With entry fees for each event priced at around €250 the costs could add up but he keeps expenses low by planning meals for the week and, with Covid restrictions in place, doing little else bar practicing and playing the PlayStation in the evenings.

“At the end of the day, there is some pressure playing for money but until you get on the European Tour you’re not really playing for money,” he says. “You’re just trying to get off the small tours. Once you’re in a position where you’re financially okay you don’t have to worry about it too much.

"I've a couple of sponsors - Kedington (an IT company in Dublin) have been a big support and St Anne's have been a massive help being attached there. It's such a good club to be attached to and it's so close to my house up in Artane. That's the only thing which is a bit weird about being pro is that you're kind of relying on other people's money."

The reality, undoubtedly, is that without some financial backing it would be almost impossible to give the professional game a proper go. Take a typical EuroPro Tour event: for a player to travel over from Ireland paying for flights, accommodation, food and the £295 entry fee they’d be looking at a total cost of close to €1,000.

If they win the event they’ll get a cheque for about £10,000 and make a nice profit but with less than £1,000 typically being handed out for any finish outside the top-10 there’s a lot of pressure on - and a lot of other good players to beat - just to break even for the week.

Gamble

Fancy having a go at European Tour qualifying school? That’ll be almost €2,000 just to enter and you have to get through three stages with around 1,000 hopefuls and only 25 European Tour cards on offer after the final stage. An expensive gamble to say the least and it’s little wonder many give up the ghost after a few years, tired of the grind, being away from home and the loneliness that can go with it, opting instead for the stable salary of a job as a club pro.

As good as it is, it's very much either for you or it's not

“I saw it over that first year is that it’s a real dog-eat-dog out here (on tour). No one really gives a shit about you out here,” Raymond says. “You know when you come in from your club competition at home and everyone is talking about how you get on and that, everyone over here just gets on with their jobs and then leaves.

“I would say in the same breath that when you’re at EuroPro or whatever there’s a good group of Irish lads there. Obviously there’s not many of us so we all know each other and we always try and help each other but other than that, like, I’ve played so many events over a few days where I haven’t actually really spoken to the guys I was playing with. And if you asked anyone, I wouldn’t be a quiet guy.

“As good as it is, it’s very much either for you or it’s not. You talk to older lads who played over the years and then just stopped and you ask them why and they’ll tell you they just couldn’t hack it. It’s a lot of time on your own and when things do go badly you could be in the middle of nowhere in a country with no English-speakers around you, you’ve had a nightmare and you’re just by yourself. It takes very good mental strength and if you’re happy enough being by yourself you’ll like it but you have to take the good with the bad.”

Raymond credits former European Tour caddie and now performance coach Jude O'Reilly with getting him in to meditation which he says helps to maintain a good headspace both on and off the course.
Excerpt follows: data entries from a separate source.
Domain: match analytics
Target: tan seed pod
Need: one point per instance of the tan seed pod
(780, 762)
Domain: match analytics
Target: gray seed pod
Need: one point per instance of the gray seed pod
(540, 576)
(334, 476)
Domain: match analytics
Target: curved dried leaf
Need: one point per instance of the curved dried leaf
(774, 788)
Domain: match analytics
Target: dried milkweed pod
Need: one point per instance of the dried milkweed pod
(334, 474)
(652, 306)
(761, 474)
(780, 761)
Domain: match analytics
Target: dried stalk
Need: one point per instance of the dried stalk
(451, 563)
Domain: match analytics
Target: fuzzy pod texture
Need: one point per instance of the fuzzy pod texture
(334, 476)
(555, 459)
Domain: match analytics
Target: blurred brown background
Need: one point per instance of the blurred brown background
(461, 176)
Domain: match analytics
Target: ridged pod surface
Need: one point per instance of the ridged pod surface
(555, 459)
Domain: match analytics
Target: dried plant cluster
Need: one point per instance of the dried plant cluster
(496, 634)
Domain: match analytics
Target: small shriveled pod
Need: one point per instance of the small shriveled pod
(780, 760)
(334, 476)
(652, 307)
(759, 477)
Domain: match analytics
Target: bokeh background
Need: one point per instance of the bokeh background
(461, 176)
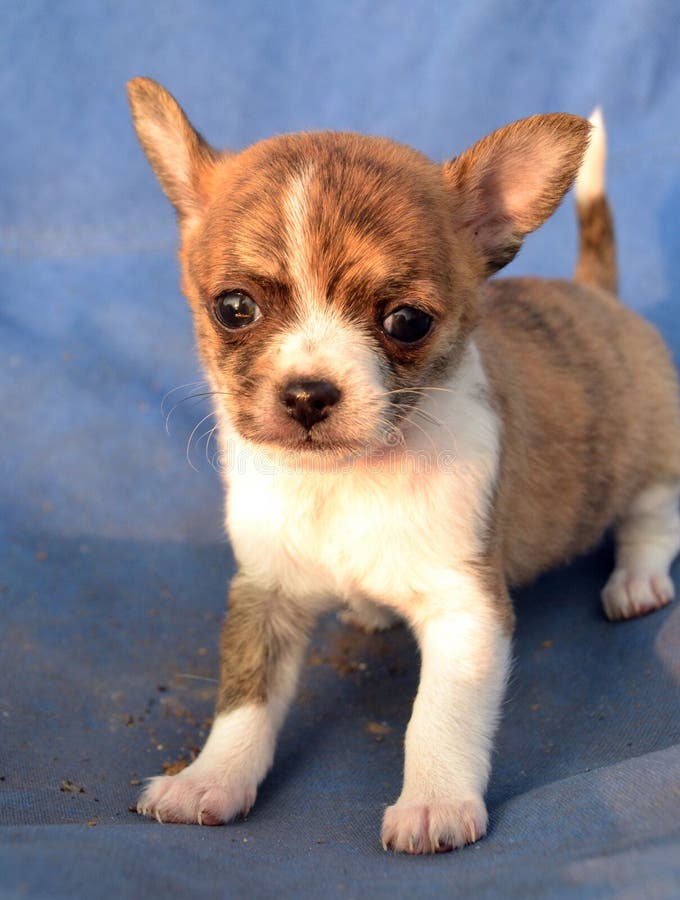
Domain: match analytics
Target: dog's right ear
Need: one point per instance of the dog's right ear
(178, 154)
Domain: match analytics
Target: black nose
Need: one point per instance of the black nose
(309, 402)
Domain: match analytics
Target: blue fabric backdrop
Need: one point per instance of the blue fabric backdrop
(114, 564)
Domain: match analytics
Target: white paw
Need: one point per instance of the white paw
(628, 594)
(191, 799)
(433, 827)
(368, 617)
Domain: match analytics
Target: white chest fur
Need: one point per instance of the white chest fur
(387, 528)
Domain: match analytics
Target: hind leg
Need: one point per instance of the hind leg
(647, 542)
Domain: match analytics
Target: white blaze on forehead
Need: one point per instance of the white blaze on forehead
(298, 238)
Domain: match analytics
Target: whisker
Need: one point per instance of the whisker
(180, 387)
(195, 429)
(194, 677)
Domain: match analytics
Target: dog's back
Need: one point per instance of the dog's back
(588, 396)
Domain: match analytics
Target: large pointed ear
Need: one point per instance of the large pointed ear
(178, 154)
(507, 184)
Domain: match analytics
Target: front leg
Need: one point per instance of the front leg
(465, 648)
(263, 641)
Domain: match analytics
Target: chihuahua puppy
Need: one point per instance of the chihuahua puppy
(404, 438)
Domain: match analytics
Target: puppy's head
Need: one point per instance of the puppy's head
(332, 276)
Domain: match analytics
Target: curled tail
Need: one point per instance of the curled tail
(596, 263)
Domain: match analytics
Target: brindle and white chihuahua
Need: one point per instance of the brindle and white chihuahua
(411, 438)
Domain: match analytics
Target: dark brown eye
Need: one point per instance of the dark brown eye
(235, 309)
(407, 324)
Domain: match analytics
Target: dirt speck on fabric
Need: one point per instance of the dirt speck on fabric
(71, 787)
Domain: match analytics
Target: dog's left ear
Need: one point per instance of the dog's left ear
(507, 184)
It's important, he says, to take days off and focus on something else entirely whether it be fishing, going to a football match or a recent trip up the Sierra Nevada mountains in Spain to go skiing. Any job - even if it is playing golf in the sun - can at times feel very much like a job.

“It can get difficult at times. But that’s why I focus a lot on taking time off. People expect you to practice all day every day but it’s like any job, if you don’t take days off eventually it’ll just eat you up.”